Roasted Garlic Onion Jam, one of Stonewall Kitchen’s oldest offerings, put the company on the map, and for good reason.
Roasted Garlic Onion Jam, one of Stonewall Kitchen’s oldest offerings, put the company on the map, and for good reason.
Published Nov. 9, 2015

Stonewall Kitchen has been a beloved brand for almost two decades. The company began small, making artisanal jams, and has grown into a powerhouse producer of hundreds of crackers, pancake mixes, soups, sauces and other products. I have never tried one I didn't like.

I have one all-time favorite, though: Roasted Garlic Onion Jam.

It's one of Stonewall Kitchen's oldest offerings and the one that put the company on the map. Jonathan King and Jim Stott had been moonlighting from their day jobs in the early 1990s, cooking up batches of jam that they sold (and sold out of) at weekend markets. They began adding flavored oils and savory spreads such as pesto, to great success. They expanded and began a small wholesale business. In the mid-1990s, an admirer suggested they display at the Fancy Food Show in New York, attended by thousands of hopeful purveyors and about 40,000 retailers looking for the Next Big Thing in food. In 1995, at their first show, they won the outstanding jam award for Roasted Garlic Onion Jam.

Easy to see why, especially back then when roasting and caramelizing onions and garlic was not the ubiquitous technique it is today.

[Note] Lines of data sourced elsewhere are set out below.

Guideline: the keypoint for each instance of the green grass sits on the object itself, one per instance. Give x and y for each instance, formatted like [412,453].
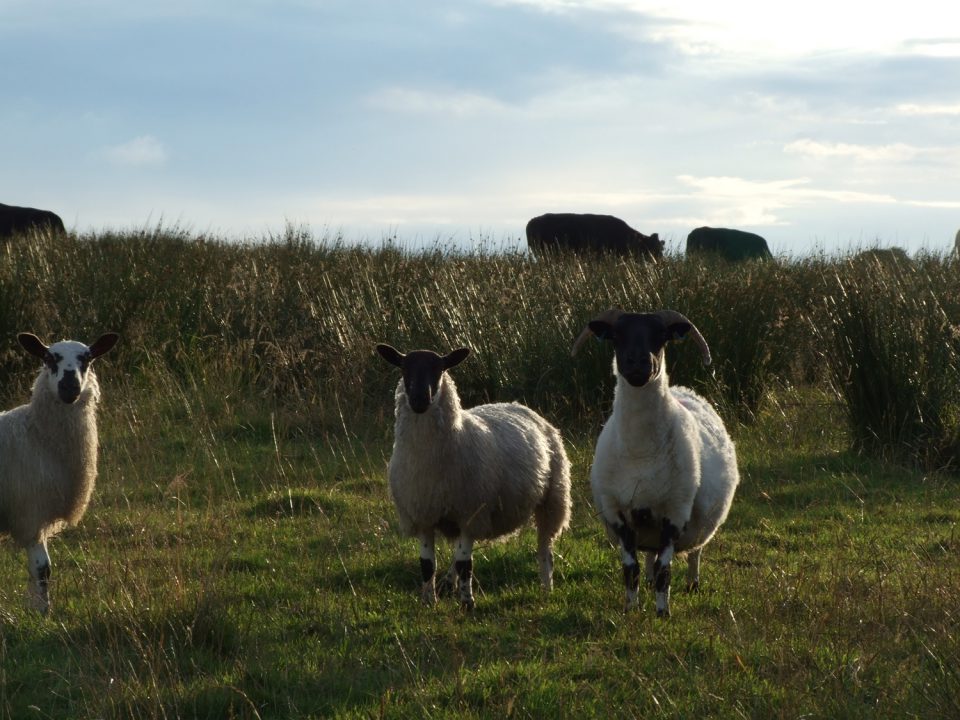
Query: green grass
[241,557]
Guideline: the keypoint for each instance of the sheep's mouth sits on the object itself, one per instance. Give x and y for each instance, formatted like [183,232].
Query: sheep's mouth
[637,379]
[68,391]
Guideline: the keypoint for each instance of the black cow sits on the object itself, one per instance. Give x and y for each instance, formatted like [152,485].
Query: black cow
[729,244]
[15,220]
[589,233]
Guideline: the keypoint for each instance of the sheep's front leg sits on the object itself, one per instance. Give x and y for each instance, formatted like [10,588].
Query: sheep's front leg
[693,570]
[428,568]
[463,562]
[661,567]
[38,563]
[631,568]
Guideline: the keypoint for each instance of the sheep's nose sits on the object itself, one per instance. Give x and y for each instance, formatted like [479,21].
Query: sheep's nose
[69,386]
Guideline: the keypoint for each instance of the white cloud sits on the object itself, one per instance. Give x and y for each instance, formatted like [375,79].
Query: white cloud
[748,28]
[143,151]
[896,152]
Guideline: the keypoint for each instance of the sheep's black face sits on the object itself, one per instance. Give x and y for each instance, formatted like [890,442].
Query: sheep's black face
[638,341]
[422,372]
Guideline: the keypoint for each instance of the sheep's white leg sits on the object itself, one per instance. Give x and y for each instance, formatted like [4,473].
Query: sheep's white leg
[463,562]
[693,570]
[650,572]
[661,567]
[428,568]
[38,563]
[631,567]
[545,559]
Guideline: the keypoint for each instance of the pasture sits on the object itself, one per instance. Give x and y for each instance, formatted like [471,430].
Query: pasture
[241,558]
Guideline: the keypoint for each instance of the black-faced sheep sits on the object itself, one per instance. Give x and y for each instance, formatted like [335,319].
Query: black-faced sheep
[476,474]
[48,453]
[665,469]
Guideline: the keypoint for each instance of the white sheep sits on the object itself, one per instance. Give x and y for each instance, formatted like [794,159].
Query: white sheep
[665,470]
[48,453]
[476,474]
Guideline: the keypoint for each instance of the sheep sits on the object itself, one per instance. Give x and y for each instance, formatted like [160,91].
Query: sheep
[665,469]
[48,453]
[476,474]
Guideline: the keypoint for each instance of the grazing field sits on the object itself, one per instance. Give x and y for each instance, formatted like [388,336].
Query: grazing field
[241,557]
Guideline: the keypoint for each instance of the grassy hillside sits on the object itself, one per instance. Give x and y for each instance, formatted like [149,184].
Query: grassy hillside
[241,557]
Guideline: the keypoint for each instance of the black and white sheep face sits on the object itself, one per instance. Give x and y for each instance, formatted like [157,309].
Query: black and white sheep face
[66,363]
[639,340]
[422,372]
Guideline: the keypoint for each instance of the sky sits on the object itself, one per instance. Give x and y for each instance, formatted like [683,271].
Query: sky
[823,126]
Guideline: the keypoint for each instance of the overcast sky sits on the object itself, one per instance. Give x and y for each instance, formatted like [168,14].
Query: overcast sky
[820,125]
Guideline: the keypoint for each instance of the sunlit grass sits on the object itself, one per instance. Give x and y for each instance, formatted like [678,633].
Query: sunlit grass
[241,557]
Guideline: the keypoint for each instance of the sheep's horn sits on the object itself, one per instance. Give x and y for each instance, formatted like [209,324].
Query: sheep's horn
[672,316]
[609,316]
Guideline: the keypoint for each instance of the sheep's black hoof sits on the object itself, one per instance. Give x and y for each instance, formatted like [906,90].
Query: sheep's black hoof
[445,585]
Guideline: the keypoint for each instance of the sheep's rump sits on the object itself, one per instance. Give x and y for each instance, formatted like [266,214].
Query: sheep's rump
[486,479]
[719,476]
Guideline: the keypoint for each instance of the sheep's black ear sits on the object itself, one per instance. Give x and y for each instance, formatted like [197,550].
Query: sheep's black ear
[678,331]
[390,354]
[454,358]
[32,344]
[601,329]
[103,345]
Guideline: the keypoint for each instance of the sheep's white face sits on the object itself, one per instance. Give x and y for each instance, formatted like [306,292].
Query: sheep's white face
[67,363]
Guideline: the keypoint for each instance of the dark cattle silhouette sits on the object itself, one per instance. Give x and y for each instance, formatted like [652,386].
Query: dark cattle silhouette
[15,220]
[589,233]
[729,244]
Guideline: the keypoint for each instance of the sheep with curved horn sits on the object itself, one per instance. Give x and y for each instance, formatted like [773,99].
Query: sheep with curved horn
[665,469]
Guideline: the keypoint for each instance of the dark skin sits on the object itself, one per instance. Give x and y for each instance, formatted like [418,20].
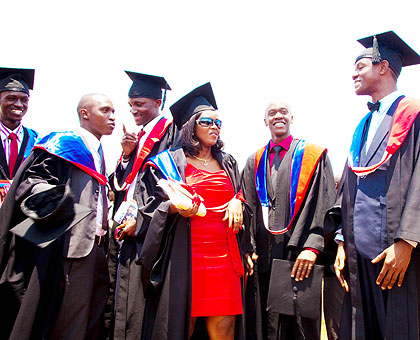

It's a lovely thing, savory with a bit of sweetness. My favorite way to use it is easy and always draws raves: Spread toasted baguette slices with softened goat cheese and top with a bit of the jam. That's it! It has many more applications, as a glaze for chicken and pork and stirred into mashed potatoes, for example. Putting it on a burger or adding it to a vinaigrette is good, too.

Roasted Garlic Onion Jam is expensive (it can cost almost $8 a jar, available locally at the Fresh Market for $6.95) so I don't waste it in long-cooking sauces. It shines as a star, meted out in modest amounts, always memorable.